MR HUMPHRIES (continuing):

Mr Moore's Bill provides for a number of issues to be addressed in order to deal with the problems that he sees in the community from apparent weaknesses or deficiencies in the tenancy legislation and code before the community at the moment. I consider that the approach Mr Moore has taken goes too far in terms of addressing the problems that are obviously real and have given rise to this legislation. I think Mr Moore has rightly identified that excessive rent and practices surrounding rent remain as concerns in the ACT.

However, I think Mr Moore's proposal that the Tenancy Tribunal should, in effect, be allowed to review excessive rent is a provision which is too broad in its application. It effectively allows tenants - but not landlords, I note - to be able to reopen tenancy agreements and argue that the rent charge is excessive and should be reduced. I have a difficulty with intervening in commercial arrangements generally, particularly in cases where only one of the two parties is empowered to review arrangements which may have become unfair but the other is not given that same privilege. I think, baldly, that to allow a tenant to escape the provisions of the lease freely entered into is going too far, and I do not support that provision.

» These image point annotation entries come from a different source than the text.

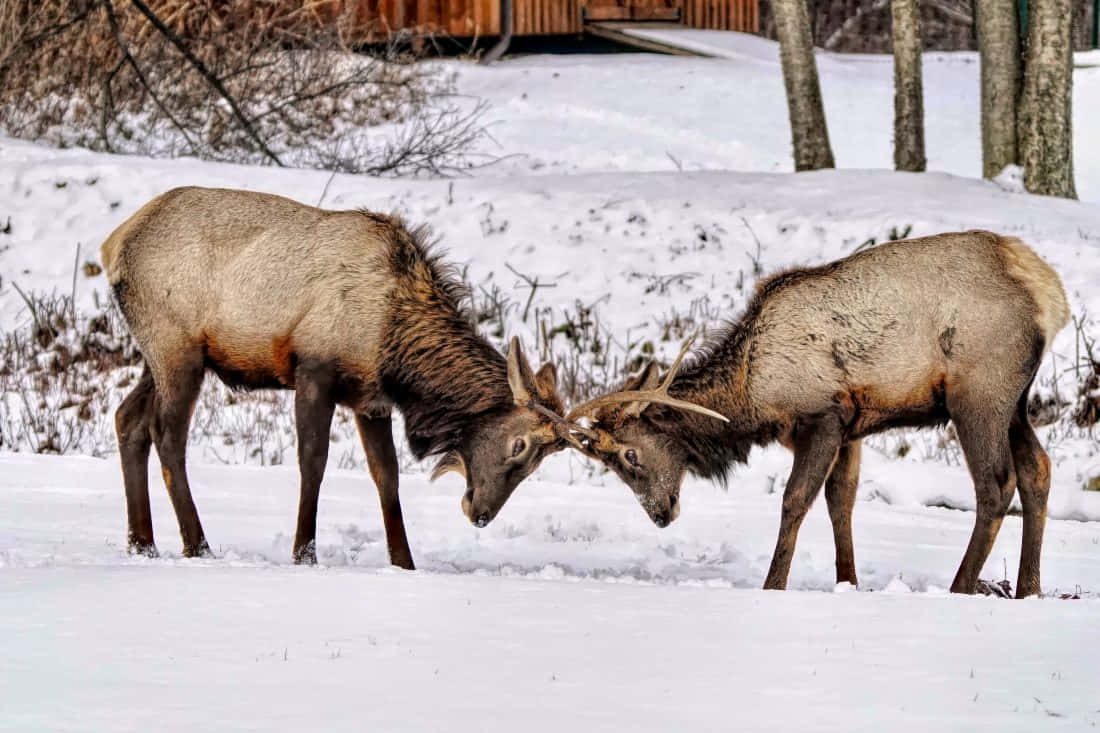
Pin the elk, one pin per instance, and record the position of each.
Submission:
(343, 307)
(914, 334)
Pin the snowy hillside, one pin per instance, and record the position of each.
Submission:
(647, 194)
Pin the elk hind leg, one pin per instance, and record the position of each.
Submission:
(177, 387)
(1033, 481)
(133, 426)
(840, 496)
(312, 413)
(985, 439)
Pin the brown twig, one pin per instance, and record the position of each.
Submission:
(209, 76)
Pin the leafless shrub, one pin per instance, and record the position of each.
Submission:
(270, 83)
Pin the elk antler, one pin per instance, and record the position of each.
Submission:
(660, 395)
(565, 428)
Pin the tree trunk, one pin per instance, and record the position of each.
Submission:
(909, 94)
(999, 47)
(1046, 143)
(803, 90)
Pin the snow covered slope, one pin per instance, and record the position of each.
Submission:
(651, 188)
(570, 612)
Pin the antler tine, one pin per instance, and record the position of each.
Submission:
(660, 395)
(569, 426)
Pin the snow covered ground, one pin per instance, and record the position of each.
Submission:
(571, 611)
(650, 187)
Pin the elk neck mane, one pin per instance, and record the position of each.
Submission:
(717, 378)
(438, 370)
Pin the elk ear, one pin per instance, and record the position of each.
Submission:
(451, 461)
(519, 374)
(646, 381)
(546, 383)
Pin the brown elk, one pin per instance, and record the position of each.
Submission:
(343, 307)
(914, 334)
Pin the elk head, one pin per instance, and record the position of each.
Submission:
(506, 447)
(624, 438)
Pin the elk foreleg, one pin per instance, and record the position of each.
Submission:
(816, 444)
(377, 437)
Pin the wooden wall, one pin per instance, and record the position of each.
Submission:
(722, 14)
(458, 18)
(471, 18)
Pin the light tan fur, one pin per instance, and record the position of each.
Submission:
(915, 332)
(344, 307)
(1044, 285)
(889, 329)
(252, 277)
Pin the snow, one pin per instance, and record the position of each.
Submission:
(650, 187)
(570, 611)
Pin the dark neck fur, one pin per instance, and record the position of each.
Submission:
(443, 376)
(716, 379)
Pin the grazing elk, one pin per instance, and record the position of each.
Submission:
(343, 307)
(908, 334)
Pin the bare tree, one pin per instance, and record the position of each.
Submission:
(909, 90)
(999, 48)
(1045, 131)
(278, 81)
(809, 131)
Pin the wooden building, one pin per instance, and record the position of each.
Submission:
(481, 18)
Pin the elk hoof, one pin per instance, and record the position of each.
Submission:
(403, 561)
(144, 549)
(306, 554)
(202, 549)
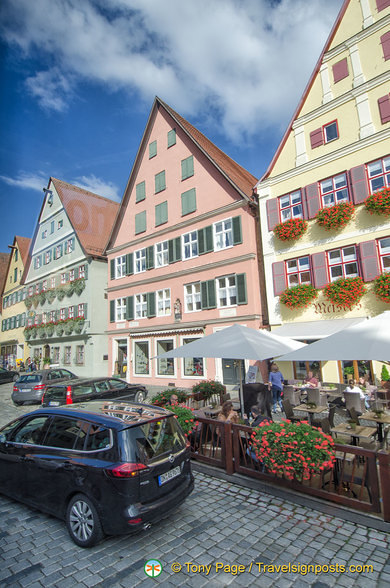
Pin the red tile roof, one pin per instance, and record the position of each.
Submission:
(237, 175)
(92, 216)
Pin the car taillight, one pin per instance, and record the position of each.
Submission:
(69, 395)
(126, 470)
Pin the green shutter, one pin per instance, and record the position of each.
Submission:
(152, 149)
(237, 232)
(140, 222)
(174, 250)
(130, 308)
(112, 311)
(129, 264)
(150, 257)
(151, 304)
(208, 294)
(159, 182)
(205, 240)
(187, 167)
(241, 289)
(161, 211)
(188, 202)
(171, 137)
(140, 192)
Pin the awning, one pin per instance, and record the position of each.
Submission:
(315, 329)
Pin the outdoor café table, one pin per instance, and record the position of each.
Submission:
(380, 420)
(359, 432)
(310, 411)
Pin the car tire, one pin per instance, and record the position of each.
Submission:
(139, 396)
(83, 522)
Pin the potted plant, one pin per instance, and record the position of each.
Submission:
(298, 296)
(382, 287)
(185, 418)
(293, 450)
(335, 217)
(162, 398)
(207, 388)
(291, 229)
(345, 292)
(379, 202)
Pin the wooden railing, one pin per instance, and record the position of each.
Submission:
(360, 478)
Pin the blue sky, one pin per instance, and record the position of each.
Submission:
(78, 79)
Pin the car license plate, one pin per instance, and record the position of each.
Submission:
(164, 478)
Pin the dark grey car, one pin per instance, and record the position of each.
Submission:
(31, 386)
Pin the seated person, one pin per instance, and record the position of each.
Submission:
(227, 413)
(352, 387)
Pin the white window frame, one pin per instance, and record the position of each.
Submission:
(223, 238)
(192, 296)
(343, 261)
(140, 306)
(189, 243)
(161, 254)
(163, 302)
(227, 291)
(140, 261)
(120, 310)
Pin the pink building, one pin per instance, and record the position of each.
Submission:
(183, 255)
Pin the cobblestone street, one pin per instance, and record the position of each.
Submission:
(220, 526)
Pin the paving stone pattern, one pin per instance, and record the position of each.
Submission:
(219, 526)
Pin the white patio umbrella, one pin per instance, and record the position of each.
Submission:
(236, 342)
(368, 340)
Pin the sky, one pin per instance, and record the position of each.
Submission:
(78, 79)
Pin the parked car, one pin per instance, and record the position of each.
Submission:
(8, 376)
(83, 389)
(105, 467)
(31, 386)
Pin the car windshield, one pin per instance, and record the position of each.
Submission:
(152, 440)
(33, 378)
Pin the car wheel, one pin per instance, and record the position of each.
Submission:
(139, 396)
(83, 522)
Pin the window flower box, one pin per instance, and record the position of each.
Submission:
(382, 287)
(291, 230)
(379, 202)
(298, 296)
(293, 450)
(345, 292)
(335, 217)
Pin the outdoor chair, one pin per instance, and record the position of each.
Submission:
(288, 411)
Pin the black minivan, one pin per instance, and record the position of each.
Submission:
(105, 467)
(85, 389)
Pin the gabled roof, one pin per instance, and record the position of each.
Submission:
(92, 227)
(24, 246)
(4, 262)
(239, 178)
(307, 89)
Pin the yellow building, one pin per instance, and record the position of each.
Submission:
(333, 156)
(13, 347)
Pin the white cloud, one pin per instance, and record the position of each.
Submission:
(242, 64)
(98, 186)
(27, 181)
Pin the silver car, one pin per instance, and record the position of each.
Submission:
(31, 386)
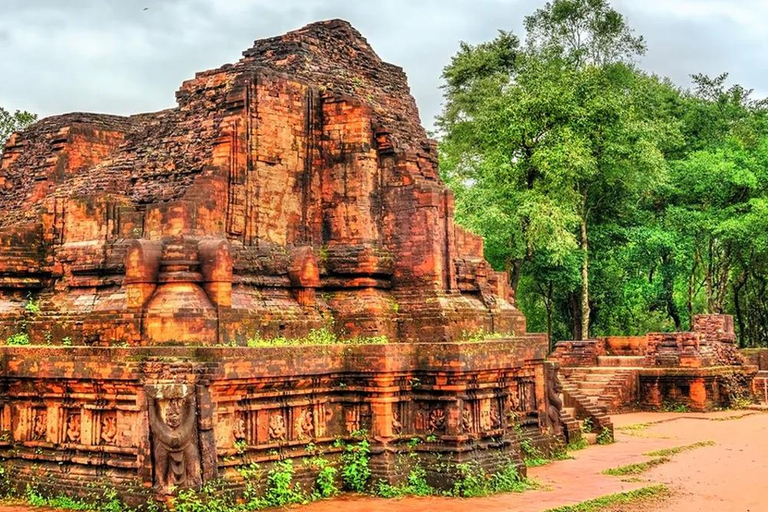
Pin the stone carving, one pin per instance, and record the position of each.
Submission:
(466, 418)
(108, 427)
(72, 433)
(176, 453)
(494, 416)
(277, 429)
(437, 420)
(397, 427)
(554, 402)
(305, 425)
(39, 424)
(239, 428)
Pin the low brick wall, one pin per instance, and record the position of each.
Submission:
(72, 416)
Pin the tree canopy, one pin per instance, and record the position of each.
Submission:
(617, 202)
(10, 123)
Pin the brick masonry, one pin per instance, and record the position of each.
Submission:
(292, 190)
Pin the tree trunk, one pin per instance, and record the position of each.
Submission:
(742, 335)
(668, 279)
(584, 280)
(548, 305)
(514, 268)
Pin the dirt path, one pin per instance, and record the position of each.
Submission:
(728, 476)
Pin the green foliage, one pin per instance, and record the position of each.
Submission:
(415, 485)
(18, 338)
(355, 459)
(610, 502)
(674, 407)
(575, 446)
(668, 452)
(637, 468)
(15, 122)
(322, 336)
(605, 436)
(616, 202)
(473, 481)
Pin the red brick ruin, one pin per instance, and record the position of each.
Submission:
(291, 191)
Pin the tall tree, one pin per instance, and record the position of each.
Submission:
(10, 123)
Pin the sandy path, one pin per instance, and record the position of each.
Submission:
(729, 476)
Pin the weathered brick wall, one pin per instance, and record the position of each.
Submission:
(308, 153)
(82, 416)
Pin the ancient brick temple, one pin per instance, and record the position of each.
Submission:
(700, 370)
(291, 191)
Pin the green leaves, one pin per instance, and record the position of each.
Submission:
(10, 123)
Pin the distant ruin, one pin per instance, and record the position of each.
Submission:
(292, 191)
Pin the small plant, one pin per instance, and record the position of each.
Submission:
(32, 307)
(280, 488)
(637, 468)
(241, 446)
(475, 481)
(415, 485)
(19, 338)
(605, 436)
(575, 446)
(612, 500)
(674, 407)
(355, 461)
(666, 452)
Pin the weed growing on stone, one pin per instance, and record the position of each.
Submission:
(415, 485)
(605, 436)
(637, 468)
(355, 470)
(322, 336)
(667, 452)
(652, 492)
(474, 481)
(575, 446)
(19, 338)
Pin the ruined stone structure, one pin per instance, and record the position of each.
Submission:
(701, 369)
(290, 191)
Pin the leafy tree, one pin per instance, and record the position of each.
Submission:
(10, 123)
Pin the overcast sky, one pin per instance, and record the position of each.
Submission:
(130, 56)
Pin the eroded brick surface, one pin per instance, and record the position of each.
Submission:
(306, 158)
(292, 190)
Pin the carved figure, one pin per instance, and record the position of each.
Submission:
(277, 427)
(437, 420)
(73, 428)
(108, 429)
(239, 429)
(397, 427)
(554, 402)
(175, 450)
(40, 425)
(466, 418)
(306, 424)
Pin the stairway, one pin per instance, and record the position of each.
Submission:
(613, 388)
(577, 405)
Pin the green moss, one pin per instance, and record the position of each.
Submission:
(650, 493)
(668, 452)
(636, 469)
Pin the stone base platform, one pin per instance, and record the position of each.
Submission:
(149, 420)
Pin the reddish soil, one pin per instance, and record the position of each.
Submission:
(728, 476)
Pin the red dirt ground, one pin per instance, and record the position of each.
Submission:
(729, 476)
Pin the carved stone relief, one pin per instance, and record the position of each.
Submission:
(173, 423)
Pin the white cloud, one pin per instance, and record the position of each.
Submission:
(113, 56)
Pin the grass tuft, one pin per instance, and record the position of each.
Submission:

Mr Speaker, I do believe that we need to offer more protection than is currently available in the legislation. For that reason, I will shortly be moving amendments which do two things principally. One is to pick up a number of recommendations made unanimously in the working party report, which are supported, therefore, by landlords and tenants, to improve the operation of the Tenancy Tribunal Act. Secondly, and more importantly, they will adopt, in effect, the unconscionable conduct provisions which appear in the Federal Government's Trade Practices (Amendment) Bill which has recently been introduced into the Federal Parliament.

I think members have seen those provisions because they have been circulated. They allow for a tenant, or a landlord, for that matter, to come forward to the tribunal and to argue that provisions in an agreement are unconscionable, or the conduct engaged in by the other party is unconscionable, and that relief from those provisions or that conduct ought to be provided. The matters which the tribunal may have regard to are set out, and the relief that is available is also set out in that proposed clause in the legislation.

Why replicate a provision which is already available in the Trade Practices Act? The answer to that is that the provisions are accessible, in the Federal case, through higher courts - through bodies such as the Supreme Court or perhaps the Administrative Appeals Tribunal - but tenants, or landlords, for that matter, will very often be in the setting of the Tenancy Tribunal when they seek to access provisions of that kind. A provision which makes it accessible at that level is appropriate and I therefore urge members to adopt this provision as a means of being able to protect tenants, particularly to protect tenants in these circumstances. I will speak at more length about those provisions when we get to the detail stage. The Government's intention is to oppose clauses 5 to 7, and to move the amendments to which I have referred to clause 4 and so deal with some of the issues which Mr Moore has raised.